Enter the Australian Advertising Standards Board.
The Board noted the reference to water being a supermodel’s lunch and considered that the association between models and starvation is a stereotype. The Board noted that whilst there is still a level of community concern over the health of models, in the Board’s view most reasonable members of the community would interpret this comment as a light-hearted comment which is not intended to imply that all supermodels, male and female, could or should starve themselves. The Board considered that the advertisement did not present models in a negative manner and the use of humour means that the stereotype is not presented in a negative manner. Overall the Board considered that the advertisement did not discriminate or vilify against a person or group of people on account of their gender or occupation.
But wait, there's more.
The Board considered Section 2.6 of the Code. Section 2.6 of the Code states: “Advertising or Marketing Communications shall not depict material contrary to Prevailing Community Standards on health and safety”. 
The Board noted the complainants’ concerns that the advertisement makes light of eating disorders.
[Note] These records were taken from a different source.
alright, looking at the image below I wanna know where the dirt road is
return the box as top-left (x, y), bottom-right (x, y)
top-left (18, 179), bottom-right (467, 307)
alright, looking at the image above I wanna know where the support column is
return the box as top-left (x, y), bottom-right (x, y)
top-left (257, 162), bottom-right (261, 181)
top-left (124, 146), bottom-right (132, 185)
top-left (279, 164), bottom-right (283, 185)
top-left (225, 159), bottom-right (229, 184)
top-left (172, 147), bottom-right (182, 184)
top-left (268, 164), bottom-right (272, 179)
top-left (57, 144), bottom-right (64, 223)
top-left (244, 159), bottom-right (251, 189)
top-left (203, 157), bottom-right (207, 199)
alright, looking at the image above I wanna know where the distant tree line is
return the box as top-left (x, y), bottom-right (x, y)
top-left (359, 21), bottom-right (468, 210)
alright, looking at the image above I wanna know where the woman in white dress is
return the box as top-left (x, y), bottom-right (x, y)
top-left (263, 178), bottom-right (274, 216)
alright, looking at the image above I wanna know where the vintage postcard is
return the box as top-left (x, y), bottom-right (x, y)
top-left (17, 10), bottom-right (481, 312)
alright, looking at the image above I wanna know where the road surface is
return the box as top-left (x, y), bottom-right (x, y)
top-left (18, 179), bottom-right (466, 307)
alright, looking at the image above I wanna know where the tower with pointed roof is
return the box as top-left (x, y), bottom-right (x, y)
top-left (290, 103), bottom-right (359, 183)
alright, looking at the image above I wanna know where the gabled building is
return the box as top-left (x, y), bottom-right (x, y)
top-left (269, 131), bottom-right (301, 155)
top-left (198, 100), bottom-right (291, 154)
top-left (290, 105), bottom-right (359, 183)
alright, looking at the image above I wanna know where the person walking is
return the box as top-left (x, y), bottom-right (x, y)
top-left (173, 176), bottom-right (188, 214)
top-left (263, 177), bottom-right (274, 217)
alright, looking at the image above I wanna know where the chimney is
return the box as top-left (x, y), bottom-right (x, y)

The Board noted that there is a level of community concern over the portrayal of models and the prevalence of eating disorders within that industry. The Board noted the placement of the advertisement on the radio and considered that whilst children would not be the target audience it was likely that they would hear the advertisement. 
A minority of the Board noted that the association between drinking water for lunch and being a model is an out-dated notion and considered that most members of the community would find the content of the advertisement to be a tongue-in-cheek reference which does not encourage or condone eating disorders. 
Following considerable discussion however, the majority of the Board noted that there is a level of community concern around body image and eating disorders, especially with young women. The Board noted that supermodels are often seen as inspirational to young women and considered that by promoting water as a supermodel’s lunch, even in a humorous way, the advertisement is validating the myth that models survive on water and little food. The majority of the Board noted the factual manner in which the voiceover references a supermodel’s lunch twice in a short period of time and considered that the overall message implies that it is okay for models to replace food with water and therefore if you want to be a model then this is acceptable behaviour. 
Based on the above the Board considered that the advertisement did depict material contrary to Prevailing Community Standards on healthy eating and body image. 
The Board determined that the advertisement did breach Section 2.6 of the Code. Finding that the advertisement did breach Section 2.6 of the Code, the Board upheld the complaints. 
Stand up comics: Consider yourselves warned.